SwimmerJoe – If you are a heavy training athlete, you need to know how to recover, fuel up before workout and maintain a regular diet during a rough training season. For maximum focus, strength and sustainability during workouts, nutrition is a must. If you DO NOT regularly practice this, you WILL NOT be at your best. Start now and try it for a full season, you’ll see a huge difference!
via USA Swimming and Livestrong.com
BY CHRIS ROSENBLOOM, PHD, RD, CSSD
All kinds of pre-workout supplements are being marketed to athletes claiming to boost energy, enhance performance, and improve endurance. Do you need to eat before a workout? If so, what should you eat or drink? Let’s look at who might need a pre-workout snack and the best choices.
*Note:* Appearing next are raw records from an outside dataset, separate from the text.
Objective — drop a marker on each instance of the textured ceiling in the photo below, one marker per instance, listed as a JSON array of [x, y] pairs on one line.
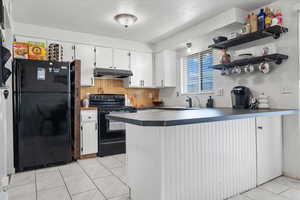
[[158, 19]]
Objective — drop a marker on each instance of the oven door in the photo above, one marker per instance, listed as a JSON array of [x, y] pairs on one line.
[[110, 130]]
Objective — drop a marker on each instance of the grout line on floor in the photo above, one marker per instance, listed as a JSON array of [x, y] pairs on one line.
[[123, 165], [64, 183], [92, 180]]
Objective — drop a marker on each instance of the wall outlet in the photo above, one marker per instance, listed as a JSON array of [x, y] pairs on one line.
[[286, 91], [219, 92]]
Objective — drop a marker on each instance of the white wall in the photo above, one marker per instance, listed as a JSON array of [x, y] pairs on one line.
[[285, 75], [76, 37], [8, 39]]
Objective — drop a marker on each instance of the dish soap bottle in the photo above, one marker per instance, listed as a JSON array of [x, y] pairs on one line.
[[261, 20]]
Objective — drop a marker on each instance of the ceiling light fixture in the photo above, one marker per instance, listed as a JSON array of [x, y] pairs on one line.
[[125, 19], [189, 47]]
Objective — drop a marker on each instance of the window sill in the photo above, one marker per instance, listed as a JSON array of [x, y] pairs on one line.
[[199, 93]]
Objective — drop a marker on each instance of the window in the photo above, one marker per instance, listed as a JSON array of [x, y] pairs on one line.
[[197, 73]]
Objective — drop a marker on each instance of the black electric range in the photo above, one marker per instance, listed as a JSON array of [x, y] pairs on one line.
[[112, 134]]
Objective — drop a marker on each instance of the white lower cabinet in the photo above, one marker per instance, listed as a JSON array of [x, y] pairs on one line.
[[89, 132], [269, 148]]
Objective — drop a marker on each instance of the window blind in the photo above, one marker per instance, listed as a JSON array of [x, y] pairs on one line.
[[197, 72]]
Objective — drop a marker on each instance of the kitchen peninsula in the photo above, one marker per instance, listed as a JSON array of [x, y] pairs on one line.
[[194, 154]]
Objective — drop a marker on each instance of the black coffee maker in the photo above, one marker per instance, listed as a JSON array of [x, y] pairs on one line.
[[240, 97]]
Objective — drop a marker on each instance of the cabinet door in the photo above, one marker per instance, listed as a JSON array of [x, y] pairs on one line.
[[121, 59], [89, 138], [159, 70], [68, 52], [86, 54], [269, 148], [136, 68], [146, 61], [170, 67], [165, 69], [104, 57], [29, 39]]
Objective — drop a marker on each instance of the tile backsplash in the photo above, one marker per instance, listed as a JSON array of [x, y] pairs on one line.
[[138, 97]]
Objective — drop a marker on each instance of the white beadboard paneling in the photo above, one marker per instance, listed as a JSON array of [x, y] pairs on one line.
[[210, 161]]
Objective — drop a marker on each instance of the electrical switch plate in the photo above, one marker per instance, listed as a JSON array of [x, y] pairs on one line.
[[220, 92], [286, 91]]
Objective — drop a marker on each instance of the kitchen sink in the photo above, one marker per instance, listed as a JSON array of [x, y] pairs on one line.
[[179, 108]]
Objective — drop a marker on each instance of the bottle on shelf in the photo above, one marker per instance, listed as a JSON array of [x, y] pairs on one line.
[[278, 18], [261, 20], [247, 26], [269, 17], [253, 22]]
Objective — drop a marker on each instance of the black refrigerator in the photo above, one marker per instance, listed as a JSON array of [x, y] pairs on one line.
[[42, 113]]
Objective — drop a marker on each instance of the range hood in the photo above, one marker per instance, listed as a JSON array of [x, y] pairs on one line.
[[116, 73]]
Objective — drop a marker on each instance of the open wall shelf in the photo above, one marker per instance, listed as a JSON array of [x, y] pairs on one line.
[[274, 31], [277, 58]]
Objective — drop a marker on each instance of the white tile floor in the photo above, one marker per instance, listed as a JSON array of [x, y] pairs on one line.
[[106, 179], [90, 179]]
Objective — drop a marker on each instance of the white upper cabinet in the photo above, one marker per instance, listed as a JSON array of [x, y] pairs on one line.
[[165, 69], [142, 69], [104, 57], [68, 54], [29, 39], [121, 59], [67, 51], [86, 54]]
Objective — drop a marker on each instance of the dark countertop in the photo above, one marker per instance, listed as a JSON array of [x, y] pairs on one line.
[[173, 117]]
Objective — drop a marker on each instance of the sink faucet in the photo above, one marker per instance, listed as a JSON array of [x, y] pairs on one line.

If your workout lasts longer than 45 minutes (and what swimmer’s workout doesn’t?) you should fuel up before exercise. What you should eat and how much you should eat depends on how much time you have before a workout.
Ideally, you will have time for a healthy meal 3-4 hours before exercise, so that there is time for the food to be digested and absorbed. But when reality strikes and you don’t have time to eat before swim practice, you should at least eat 30 grams of carbohydrate. Carbs that are easily digested and eaten 15 minutes before exercise can improve your performance when compared to exercising with no carbohydrate.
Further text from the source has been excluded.